Ocean’s Kingdom is Paul McCartney’s fourth large-scale classical composition. Paul McCartney’s Liverpool Oratorio, released in 1991, was a collaboration with Carl Davis. That 97-minute piece is arguably the most approachable of his works for non-classical music listeners. With each of its eight movements broken down into easily digestible “songs,” the oratorio bears many more obvious hallmarks of McCartney’s pop style than the works that followed. 1997’s Standing Stone, though accompanied by a lengthy original poem, is free of lyrics. “Poppy” melodies are largely absent. Although 2006’s Ecce Cor Meum was a return to the oratorio form, it also contains far fewer pop-type melodies.
There are two distinctly different audiences for McCartney’s classical music. There are those who normally wouldn’t listen to classical, but are interested in anything McCartney does. I would argue that is the larger audience (which I am part of). Then there are the classical aficionados who skeptically (or cynically) approach McCartney’s orchestral works with a more critical eye. I don’t blame them. McCartney seems quite unconcerned by his lack of musical training. He boasts of his inability to read sheet music. After 20 years of composing classical music (to say nothing of his decades of pop experience before that), he surely could’ve found time to learn at least some music theory. That sort of thing might even improve his classical works and lessen the brickbats hurled his way with each release.
Ocean’s Kingdom is a very ambitious piece. Unlike his other classical compositions, this piece is meant to accompany the ballet’s choreography. Together they tell the story. Strictly taken as a listening experience, this is much like hearing a film score without having seen the movie. Taken as a purely sonic experience, the 56 minutes of music are pleasant and occasionally memorable. Again, anyone with a serious appreciation for classical music is bound to listen with a more discerning ear.
The first movement, “Ocean’s Kingdom,” builds somewhat languidly from a very simple theme. At roughly the halfway point, the repetitive piece springs dramatically to life. The mid-section contains some effectively aggressive percussion. The excitement doesn’t last, as the final few minutes of the opening movement drift back to same three-note phrase that opened the piece. It’s not unpleasant but it casts a rather drowsy atmosphere.

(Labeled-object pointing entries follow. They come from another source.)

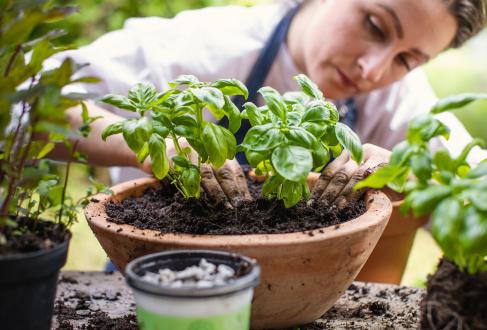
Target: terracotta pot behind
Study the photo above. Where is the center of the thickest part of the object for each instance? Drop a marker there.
(303, 274)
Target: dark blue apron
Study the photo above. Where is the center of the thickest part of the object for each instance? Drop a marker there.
(346, 108)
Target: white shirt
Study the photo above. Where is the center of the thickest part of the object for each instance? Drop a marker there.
(224, 42)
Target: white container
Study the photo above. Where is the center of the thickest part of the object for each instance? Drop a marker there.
(222, 307)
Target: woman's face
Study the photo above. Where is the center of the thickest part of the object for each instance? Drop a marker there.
(355, 46)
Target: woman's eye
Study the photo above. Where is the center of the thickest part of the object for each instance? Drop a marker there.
(402, 59)
(374, 27)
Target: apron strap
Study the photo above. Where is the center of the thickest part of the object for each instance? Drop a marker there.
(258, 75)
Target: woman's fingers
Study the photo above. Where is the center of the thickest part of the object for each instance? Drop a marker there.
(232, 181)
(212, 187)
(339, 181)
(327, 175)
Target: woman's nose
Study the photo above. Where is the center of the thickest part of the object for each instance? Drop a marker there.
(374, 65)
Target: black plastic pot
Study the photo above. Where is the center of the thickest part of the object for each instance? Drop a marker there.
(28, 283)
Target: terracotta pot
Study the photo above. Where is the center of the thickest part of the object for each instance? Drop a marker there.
(388, 261)
(302, 274)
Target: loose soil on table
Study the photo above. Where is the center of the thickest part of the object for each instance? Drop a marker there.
(38, 235)
(165, 210)
(80, 306)
(454, 299)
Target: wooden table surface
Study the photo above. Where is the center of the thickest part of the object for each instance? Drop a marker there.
(82, 296)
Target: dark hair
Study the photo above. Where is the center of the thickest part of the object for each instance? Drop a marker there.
(471, 17)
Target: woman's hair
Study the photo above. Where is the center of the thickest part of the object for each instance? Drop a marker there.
(471, 17)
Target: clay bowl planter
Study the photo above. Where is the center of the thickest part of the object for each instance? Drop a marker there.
(303, 274)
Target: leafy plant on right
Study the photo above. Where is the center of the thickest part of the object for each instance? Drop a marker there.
(448, 187)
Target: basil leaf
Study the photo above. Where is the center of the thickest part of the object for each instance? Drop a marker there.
(350, 141)
(446, 224)
(292, 162)
(142, 94)
(274, 101)
(253, 114)
(308, 87)
(136, 132)
(157, 151)
(300, 137)
(119, 102)
(261, 138)
(421, 165)
(426, 200)
(233, 114)
(479, 171)
(231, 87)
(473, 237)
(213, 138)
(112, 129)
(457, 101)
(210, 96)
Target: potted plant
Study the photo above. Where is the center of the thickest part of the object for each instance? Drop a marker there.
(455, 195)
(31, 121)
(301, 260)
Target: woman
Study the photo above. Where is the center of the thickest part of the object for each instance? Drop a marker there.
(363, 55)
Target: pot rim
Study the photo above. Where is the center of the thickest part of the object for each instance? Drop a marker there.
(377, 204)
(242, 283)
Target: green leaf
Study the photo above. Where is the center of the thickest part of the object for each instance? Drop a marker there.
(300, 137)
(142, 94)
(143, 153)
(181, 161)
(457, 101)
(231, 87)
(191, 180)
(350, 141)
(136, 132)
(308, 87)
(381, 177)
(157, 151)
(253, 114)
(479, 171)
(443, 161)
(264, 137)
(233, 114)
(292, 162)
(213, 137)
(112, 129)
(274, 101)
(425, 201)
(446, 224)
(119, 102)
(210, 96)
(421, 165)
(473, 237)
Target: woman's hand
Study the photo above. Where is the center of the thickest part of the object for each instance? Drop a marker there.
(337, 180)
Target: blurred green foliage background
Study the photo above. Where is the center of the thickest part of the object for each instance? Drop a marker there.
(452, 72)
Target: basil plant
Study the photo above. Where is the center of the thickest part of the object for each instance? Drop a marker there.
(448, 187)
(292, 135)
(177, 114)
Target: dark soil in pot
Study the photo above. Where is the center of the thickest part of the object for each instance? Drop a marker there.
(164, 209)
(454, 299)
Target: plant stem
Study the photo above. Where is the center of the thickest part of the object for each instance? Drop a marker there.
(18, 48)
(68, 168)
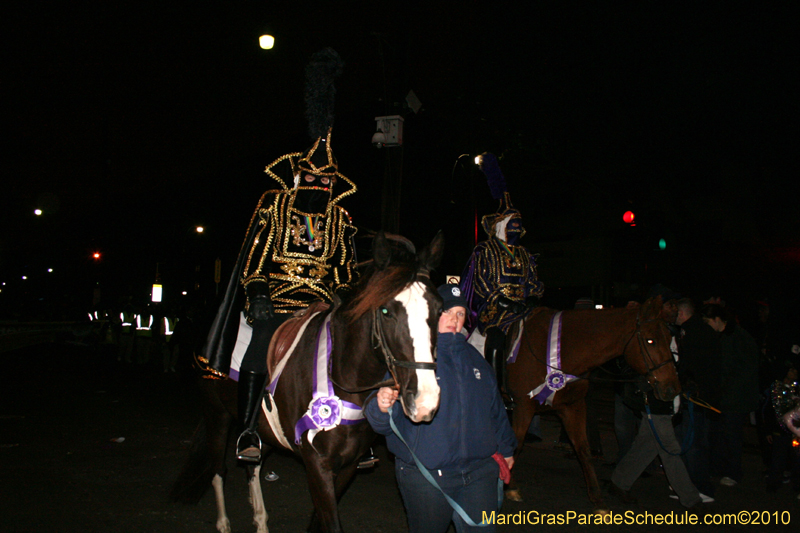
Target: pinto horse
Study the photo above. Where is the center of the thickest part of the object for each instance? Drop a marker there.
(388, 322)
(588, 339)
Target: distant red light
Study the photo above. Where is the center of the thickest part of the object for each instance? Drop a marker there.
(628, 217)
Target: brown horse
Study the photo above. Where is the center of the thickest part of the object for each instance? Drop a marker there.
(589, 338)
(389, 322)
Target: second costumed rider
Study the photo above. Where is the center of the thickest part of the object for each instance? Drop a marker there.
(500, 281)
(298, 249)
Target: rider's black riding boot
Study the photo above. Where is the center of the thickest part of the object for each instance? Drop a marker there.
(498, 363)
(248, 446)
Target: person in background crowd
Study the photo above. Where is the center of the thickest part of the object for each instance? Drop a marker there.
(738, 393)
(467, 444)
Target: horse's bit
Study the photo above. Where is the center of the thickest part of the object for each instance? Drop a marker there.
(646, 357)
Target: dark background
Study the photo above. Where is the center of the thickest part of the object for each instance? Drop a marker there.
(129, 123)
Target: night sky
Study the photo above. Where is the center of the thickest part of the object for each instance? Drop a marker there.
(129, 123)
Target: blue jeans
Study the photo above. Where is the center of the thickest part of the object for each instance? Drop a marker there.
(726, 435)
(474, 489)
(698, 457)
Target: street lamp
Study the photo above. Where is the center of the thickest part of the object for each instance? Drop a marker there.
(266, 42)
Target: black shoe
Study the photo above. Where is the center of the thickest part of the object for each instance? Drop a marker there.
(368, 461)
(508, 401)
(622, 495)
(248, 447)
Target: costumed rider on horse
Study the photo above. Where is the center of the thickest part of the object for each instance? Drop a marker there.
(298, 249)
(500, 281)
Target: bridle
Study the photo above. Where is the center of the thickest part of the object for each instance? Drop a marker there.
(379, 344)
(647, 358)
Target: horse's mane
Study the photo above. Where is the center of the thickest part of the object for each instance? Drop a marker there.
(378, 286)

Things start looking up with the second movement, “Hall of Dance.” At 16 minutes, this is the longest movement and thankfully the most varied and tuneful. Fans of McCartney the pop songwriter will clearly recognize his signature right from the outset. Jaunty and melodic, the first few minutes contain the hookiest passages that are most likely to linger in the mind. Alternating between menacing passages using the force of the full orchestra and quieter, lyrical sections, “Hall of Dance” is easily the go-to track if you’re curious.
The third movement, “Imprisonment,” contains some attractive little snippets, but overall sounds a bit disorganized. Perhaps when heard while watching the choreography the piece might feel more cohesive. Now and again during its 13-minute duration, a McCartney-esque flourish rises out of this murkiest of tracks. The same can be said of the first half of “Moonrise,” the fourth and final movement. But somewhere around the halfway point, “Moonrise” springs to life as it brings the score to a rousing climax. The final minutes rival the best parts of “Hall of Dance” as the most distinctive and emotionally engaging sections of the score.
Here’s a little tip: iTunes has a “bonus track version” available. In addition to the full studio album performed by The London Classical Orchestra (conducted by John Wilson), you get a live performance of the entire score performed by The New York City Ballet Orchestra (conducted by Faycal Karoui). Casual McCartney fans might want to save their money for the next round of deluxe reissues in his Archive Collection series.